Figure 2.  Phylogenetic relationships of 21 complete genome sequences of Lyssavirus Genotype 1 and five structural genes sequences of aG. The Phylogeny was inferred using an NJ method.

Among vaccine strains, six different phylogroups (Fig. 2) could be found, and the grouping was sup-ported by high bootstrap values (BT=100). The Chinese vaccine strains (CTN and aG) forms two different groups. The SH06 is most closely related to Chinese vaccine strain CTN, which is in concordance with previous research (10). At the same time, SH06 is also in the same group as isolates from Thailand.

Though the rabies N and G gene has been used extensively for epidemiological and evolutionary studies, similar analyses were seldom carried out at the whole-genome-scale, especially in China. To gain a better understanding of the molecular characteristics of circulating rabies virus strains in China, we undertook the complete genome sequence analysis of a rabies virus isolate obtained from a rabid dog, and undertook a phylogenetic analysis of 21 complete genome sequences of Lyssavirus Genotype 1 and five structural genes sequences of aG.

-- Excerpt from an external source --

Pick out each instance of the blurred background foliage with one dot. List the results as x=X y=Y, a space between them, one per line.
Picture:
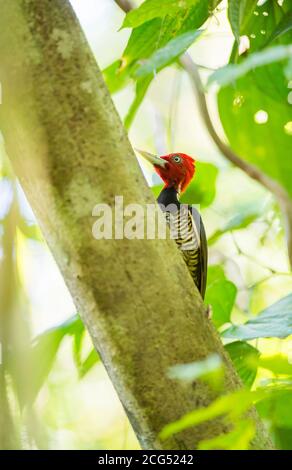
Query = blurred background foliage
x=54 y=391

The SH06 we studied was closely related to Chinese strains BD06 and vaccine strain CTN, as well as to Thailand strains (8743THA and 8764THA), this was supported by a high bootstrap value (BT=100). However, SH06 was in a different group with other vaccine strains and street strains (Fig. 2). In previous research, the predicted G protein of the CTN vaccine strain and Chinese street rabies virus strains shared a high identity (10). Based on the complete genome sequences analysis alone, the SH06 isolate had 86.9% homology with the CTN vaccine strain but < 82.6% with other vaccine strains at the nucleotide level. Generally, the nucleoprotein and glycoprotein are considered to be the most important for immunogenicity. 97.8% homology of the nucleoprotein and 92.3% homology of the glycoprotein were observed between the SH06 and the CTN vaccine strain respectively. The SH06 shares 86.8%-90% amino acid identity of glycoprotein with other vaccine strains. By analyzing other genes, we observed similar results: SH06 is most closely related to the CTN vaccine strain than any other vaccine strain. Thus, it seems the CTN strain should be most suitable for use in China as a vaccine strain; however, direct vaccine efficiency trials should be undertaken to confirm this hypothesis.

Both the 3'and 5' UTR have conserved signals that play a role to modulate replication and transcription (5). The 3' UTR of the SH06 comprises 70 nt and includes the leader regions potentially transcribed into the leader RNA. Our data also reveals a strict com-plementary sequence of the 11 terminal nucleotides as well as nucleotide positions 13, 14, 15 and 16 from both ends of the genome (Fig. 3). The rabies virus genome consists of a single-stranded RNA virus, but we also found that at least 11 nucleotides of the 3'and 5' UTR sequence of the SH06 isolate are the reverse complement of the sequence; other researches have obtained similar results (3). These observations indicate the genome of the rabies virus is possibly a single-stranded RNA molecule with partial double-strands in the UTR; however, further experiments are necessary to confirm this hypothesis.

Figure 3.  Comparison of the 5' and the reverse complementary 3' genomic termini of the antigenomic (+) sense RNA of strain SH06. Identical nucleotides are indicated by a ^*. TTS: transcription termination signal.